Ihre strengen Regeln des «gesunden Essens» lassen den Genussfaktor, also die kleinen Freuden beim Essen vermissen…
Mit dem ProPoints Plan müssen die Weight Watchers Teilnehmer auf nichts verzichten, denn jedes Nahrungsmittel hat seinen eigenen ProPoints Wert und die Teilnehmer dürfen mit dem ihnen täglich zur Verfügung stehenden ProPoints Budget selbst entscheiden, wann und was sie essen möchten. Es ist so flexibel, dass es mit Weight Watchers möglich ist, das gesellschaftliche Leben zu geniessen, auszugehen und dennoch das Gewicht zu halten.
Was sind Ihre bisherigen Erfahrungen mit ProPoints? Sind auch Ihre Mitglieder vom neuen Konzept, im Vergleich zum bisherigen Points System, welches nur das Zusammenspiel von Kalorien und Fettanteil berücksichtigte, überzeugt? Adaptieren sie es?
Sechs Monate nach der Lancierung des ProPoints Plan haben wir im Juni 2010 eine Umfrage bei den Teilnehmern der Weight Watchers Treffen gemacht. Von 11’000 verteilten Fragebögen erhielten wir 2093 Rückmeldungen. Dabei geben 98% unserer Teilnehmer an, dass sie zufrieden oder sehr zufrieden mit Weight Watchers und dem neuen Programm sind. Knapp 93% würden Weight Watchers weiterempfehlen. Dabei wurden die Flexibilität und die Effizienz der neuen ProPoints Formel von den Befragten besonders hervorgehoben. Wir sind begeistert von den Resultaten und davon, wie konsequent unsere Teilnehmer das neue Programm umsetzen.
In Ihrem neusten Programm folgern Sie, dass gesund zu essen, wieder zur Gewohnheit werden soll. Ist Weight Watchers nicht ein Rufer in der Wüste in Zeiten des massiven Vorrückens von Fast Food und Convenience Food?
Im Gegenteil. Die zunehmenden Probleme ausgelöst durch weltweites Übergewicht insbesondere bei Kindern in Industrienationen, stellen unsere Ernährungsgewohnheiten grundlegend in Frage. Die Verbraucher realisieren je länger je mehr, dass sie ihr Essverhalten ändern müssen. Sie fühlen sich dabei oft verloren bei all den Angeboten und Ratschlägen. Weight Watchers vertritt seit über 40 Jahren denselben Ansatz. Wir bieten einen flexiblen und einfach zu befolgenden Ernährungsplan für jedermann.

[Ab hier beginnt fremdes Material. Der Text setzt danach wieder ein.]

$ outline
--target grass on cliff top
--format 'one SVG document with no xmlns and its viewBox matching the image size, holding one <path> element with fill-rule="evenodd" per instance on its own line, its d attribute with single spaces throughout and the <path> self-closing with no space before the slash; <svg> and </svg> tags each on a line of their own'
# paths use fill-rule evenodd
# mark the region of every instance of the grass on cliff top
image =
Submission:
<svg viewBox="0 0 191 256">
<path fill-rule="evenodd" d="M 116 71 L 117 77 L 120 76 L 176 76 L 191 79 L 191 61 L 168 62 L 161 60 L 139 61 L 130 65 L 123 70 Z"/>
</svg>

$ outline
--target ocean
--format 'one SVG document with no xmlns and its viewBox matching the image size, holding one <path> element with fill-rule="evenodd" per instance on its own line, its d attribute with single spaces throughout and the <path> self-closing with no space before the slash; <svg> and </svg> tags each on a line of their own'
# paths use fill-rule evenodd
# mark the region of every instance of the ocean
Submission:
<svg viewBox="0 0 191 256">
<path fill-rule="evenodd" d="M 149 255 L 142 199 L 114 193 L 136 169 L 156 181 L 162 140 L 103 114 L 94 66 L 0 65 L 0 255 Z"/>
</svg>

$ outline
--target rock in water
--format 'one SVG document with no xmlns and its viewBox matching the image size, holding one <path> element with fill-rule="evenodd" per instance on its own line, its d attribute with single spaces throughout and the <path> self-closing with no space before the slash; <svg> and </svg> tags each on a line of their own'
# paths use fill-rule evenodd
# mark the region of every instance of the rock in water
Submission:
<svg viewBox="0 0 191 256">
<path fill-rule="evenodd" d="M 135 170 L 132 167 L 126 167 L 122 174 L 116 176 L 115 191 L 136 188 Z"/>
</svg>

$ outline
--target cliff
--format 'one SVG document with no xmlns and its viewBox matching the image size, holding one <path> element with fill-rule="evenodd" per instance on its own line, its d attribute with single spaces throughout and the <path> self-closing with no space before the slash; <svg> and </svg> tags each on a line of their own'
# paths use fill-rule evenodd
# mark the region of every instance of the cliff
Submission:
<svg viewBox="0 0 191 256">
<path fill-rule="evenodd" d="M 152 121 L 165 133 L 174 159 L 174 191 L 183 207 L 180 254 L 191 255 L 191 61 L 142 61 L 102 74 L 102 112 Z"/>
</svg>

Rund 12’000 Personen nehmen pro Woche bei 300 Treffen mit Weight Watchers in der Schweiz ab. Agieren Sie somit mehr als Feuerwehr bei Übergewichtigen, als vorbeugend?
Es ist wahr, dass wir in den Treffen viele Menschen vorfinden, meist Frauen, die zwischen 5 bis 15 Kilo abnehmen möchten. Meistens haben sie zuvor schon diverse Diäten ausprobiert, bevor sie zu Weight Watchers kommen. Unser ProPoints Plan ist sowohl präventiv aber auch kurativ sehr wirkungsvoll. Es ist bedauerlich, dass unsere Zielgruppe erst andere ineffiziente Methoden ausprobieren muss, bevor sie zu Weight Watchers stösst.
Coop bietet Ihre Lebensmittel an. Wie unterscheiden sich diese von den Light Produkten im Allgemeinen?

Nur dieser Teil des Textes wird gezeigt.